What does Ma Ying-jeou expect of himself as a president? What does the public on Taiwan expect of him as a president? For the answers to these two questions, and to bridge the gap between public expectations and Ma's performance, we need to answer an even more fundamental question: Given the Republic of China's internal and external circumstances, what kind of leader does it need?
President Ma must stand on the front line. No matter what the separation of powers between the President and Premier might be, no matter how the party and government might interface, President Ma has symbolic and political responsibility to stand on the front line. He must stand on the front line. But Taiwan cannot endure another populist president who lives by demagoguery. Externally, he must persuade Beijing to maintain a win-win relationship. Internally, he must persuade Taiwan independence elements to see the error of their ways, and heal society's wounds. The president has taken a position on the front lines. He must be patient on the international front and forgiving on the domestic front. The president is standing on the front line, taking the point. It would be an easy matter for him to make a show of being a powerful leader, fierce, tyrannical, and reckless. But standing on the front line, taking the point, he must bite his tongue, he must make concessions. he must avoid doing the things he shouldn't do. That may well be beyond the abilities of ordinary mortals. To what extent must he remain silent? To what extent must he make concessions? How can he do what must be done, and refuse to do what must not be done? How can he avoid accusations that he has not lived up to his potential.

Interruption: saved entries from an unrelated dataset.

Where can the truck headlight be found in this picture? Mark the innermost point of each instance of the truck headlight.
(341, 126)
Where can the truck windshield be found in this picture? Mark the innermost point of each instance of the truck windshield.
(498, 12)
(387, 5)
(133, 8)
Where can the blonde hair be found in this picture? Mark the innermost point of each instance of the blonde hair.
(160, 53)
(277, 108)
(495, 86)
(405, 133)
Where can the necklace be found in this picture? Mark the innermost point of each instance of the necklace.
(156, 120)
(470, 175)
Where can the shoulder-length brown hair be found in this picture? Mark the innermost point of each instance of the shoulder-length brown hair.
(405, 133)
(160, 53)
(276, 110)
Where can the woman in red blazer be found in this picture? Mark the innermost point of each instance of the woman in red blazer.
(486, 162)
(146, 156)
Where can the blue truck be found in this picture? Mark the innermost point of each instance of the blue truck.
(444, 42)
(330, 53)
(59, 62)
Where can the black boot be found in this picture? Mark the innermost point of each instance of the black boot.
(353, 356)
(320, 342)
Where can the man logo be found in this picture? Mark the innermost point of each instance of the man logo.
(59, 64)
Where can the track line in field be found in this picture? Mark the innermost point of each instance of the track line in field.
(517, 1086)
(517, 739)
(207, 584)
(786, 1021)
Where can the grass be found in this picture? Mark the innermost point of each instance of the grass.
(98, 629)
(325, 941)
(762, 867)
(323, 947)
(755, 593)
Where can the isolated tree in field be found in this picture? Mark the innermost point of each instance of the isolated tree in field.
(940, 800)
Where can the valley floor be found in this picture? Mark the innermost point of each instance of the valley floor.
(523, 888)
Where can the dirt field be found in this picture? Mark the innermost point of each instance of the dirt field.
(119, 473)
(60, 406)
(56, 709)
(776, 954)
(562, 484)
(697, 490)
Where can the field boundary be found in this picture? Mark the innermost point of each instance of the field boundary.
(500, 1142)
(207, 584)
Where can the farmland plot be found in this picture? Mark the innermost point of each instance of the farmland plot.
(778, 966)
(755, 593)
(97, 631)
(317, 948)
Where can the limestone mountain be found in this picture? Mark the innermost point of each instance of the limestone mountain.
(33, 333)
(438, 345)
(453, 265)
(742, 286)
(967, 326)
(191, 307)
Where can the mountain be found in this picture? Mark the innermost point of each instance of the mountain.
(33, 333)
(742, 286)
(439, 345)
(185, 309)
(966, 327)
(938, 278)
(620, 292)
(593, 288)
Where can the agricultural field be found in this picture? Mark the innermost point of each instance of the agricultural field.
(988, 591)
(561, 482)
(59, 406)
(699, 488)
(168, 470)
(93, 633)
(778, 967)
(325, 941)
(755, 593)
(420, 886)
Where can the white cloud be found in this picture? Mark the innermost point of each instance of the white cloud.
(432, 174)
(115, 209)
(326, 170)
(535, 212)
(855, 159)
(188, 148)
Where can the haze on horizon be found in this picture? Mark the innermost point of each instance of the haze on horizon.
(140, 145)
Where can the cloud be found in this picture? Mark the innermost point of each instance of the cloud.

The public is frustrated with the Ma administration for not living up to its potential. The potential the public expects it to live up to may not be all that great. Ma Ying-jeou's own expectations may be simple and transparent. The problem is understanding our situation inside and out. What kind of potential should national leaders fulfill? Only after we have answered this question, can we fill the gap between public expectations and the president's performance.